In an interview filled with one bombshell after another, Meghan Markle and Prince Harry revealed their fears and struggles with racism in the royal family. But one unlikely hero emerged in the saga: Tyler Perry.
Perry has built an entertainment empire as a writer, actor, producer and director.
But one of his biggest legacies involves swooping in to help the wealthy and those in need — from paying for Christmas layaways to providing a private jet for Whitney Houston’s funeral.
During the CBS interview that aired Sunday night, the Duke and Duchess of Sussex detailed their relocation to Canada and later to California where they now live — and the role Perry played in their move.
Soon after the couple announced they were stepping back from their royal duties last year, they told Oprah Winfrey, they lost security protection from the British royal family. They were in Canada’s Vancouver Island at the time, and started panicking about security threats after their home’s location was revealed.
As the coronavirus pandemic intensified, they knew they had to move fast before the borders shut down.
“It dawned on me … we’re going to have our security removed, who knows how long lockdown is going to be. The world knows where we are; it’s not safe… We probably need to get out of here,” Harry said.
Perry offered his house in Southern California, where the couple stayed for several months with full security.
“We didn’t have a plan,” Markle told Oprah. “We needed a house and he (Tyler Perry) offered his security as well so it gave us breathing room to try to figure out what we were going to do.”

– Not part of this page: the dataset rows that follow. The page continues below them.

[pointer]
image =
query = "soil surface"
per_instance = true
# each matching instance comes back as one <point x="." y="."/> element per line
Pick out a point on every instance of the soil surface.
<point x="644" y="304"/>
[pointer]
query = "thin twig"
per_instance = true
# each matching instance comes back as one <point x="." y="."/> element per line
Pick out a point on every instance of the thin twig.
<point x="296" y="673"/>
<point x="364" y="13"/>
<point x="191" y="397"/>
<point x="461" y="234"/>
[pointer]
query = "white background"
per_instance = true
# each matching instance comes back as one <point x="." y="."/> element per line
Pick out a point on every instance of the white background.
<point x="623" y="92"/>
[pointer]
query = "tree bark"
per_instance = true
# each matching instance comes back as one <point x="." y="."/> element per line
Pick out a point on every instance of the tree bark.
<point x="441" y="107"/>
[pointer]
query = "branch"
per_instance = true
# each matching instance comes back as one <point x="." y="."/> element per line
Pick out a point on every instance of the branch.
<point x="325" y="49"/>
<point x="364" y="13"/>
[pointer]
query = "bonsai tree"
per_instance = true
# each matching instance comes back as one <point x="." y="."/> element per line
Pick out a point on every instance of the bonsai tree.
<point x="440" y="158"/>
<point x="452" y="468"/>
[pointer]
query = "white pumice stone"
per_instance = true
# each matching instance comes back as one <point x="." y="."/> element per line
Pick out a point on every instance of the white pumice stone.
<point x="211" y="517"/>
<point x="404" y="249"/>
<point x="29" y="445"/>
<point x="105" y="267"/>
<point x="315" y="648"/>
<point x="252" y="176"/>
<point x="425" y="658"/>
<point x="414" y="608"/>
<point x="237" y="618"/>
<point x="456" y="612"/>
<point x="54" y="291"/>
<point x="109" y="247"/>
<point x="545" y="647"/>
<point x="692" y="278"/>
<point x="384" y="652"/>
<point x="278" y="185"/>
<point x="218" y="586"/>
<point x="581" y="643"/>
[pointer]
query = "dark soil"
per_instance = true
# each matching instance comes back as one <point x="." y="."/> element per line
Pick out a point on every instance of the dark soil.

He went from being broke to a billionaire
About two decades ago, Perry was a high school dropout living in his car while working on his first play. He grew up in New Orleans, where he was physically and sexually abused, an experience that enraged and confused him, he told Winfrey a few years ago.
His efforts to stage a play failed several times, leaving him broke and homeless. But he never gave up.
Now the man once known for his role as an outspoken, gun-toting grandmother in movie adaptations of his popular “Madea” runs his Atlanta-based production company, Tyler Perry Studios. The studio built on 330 acres on a former Confederate Army base is the first studio fully owned by an African American in the US.
And he went from “poor as hell” to a billionaire.
He’s built up a reputation with his generosity
Through it all, Perry has built a reputation as someone who rushes to the rescue of strangers and celebrities alike.
Two years ago, he paid for layaway items worth over $430,000 at Atlanta area Walmart stores during Christmas.
“I know it’s a hard time, a lot of people are struggling and I’m just really grateful to be able to be in a position to do this,” Perry said in a video at the time.
Over the past decade, he has spread kindness in Atlanta and beyond.
After the 2012 death of Whitney Houston, he provided the plane to transport her body from Los Angeles to her home state of New Jersey for the burial.
And he’s not wavered in his support of others.
In 2019, he helped a series of people — from an American couple stuck at a Mexican hospital after they were unable to pay their bill after treatment — to a Georgia family struggling to pay rent, debt and school fees after their mother’s murder.
Audrey Turner, whose mother was killed by her boyfriend, recounted the initial conversation this way:
“It was a call I wasn’t even going to answer. … I answered and the person on the other end said, ‘This is Tyler.’
“I said, ‘Who?’
He said, ‘This is Tyler.’
I said, ‘Tyler who?’ and he said, ‘Tyler Perry.’ At that point, I just broke down crying.”
He also played a key role during the pandemic
One of Perry’s most important roles recently was reassuring Black people to take the coronavirus shot.
With the pandemic killing Black people at higher rates, he hosted a show in which he interviewed experts and asked questions on the vaccine’s safety, testing and development. During the show, which aired on BET in January, he rolled up his shirt and got his shot.
He also provided groceries for thousands of elderly people in Louisiana and Georgia at the height of the pandemic in April. “I wanted to do something immediate that got out to people immediately,” he said at the time.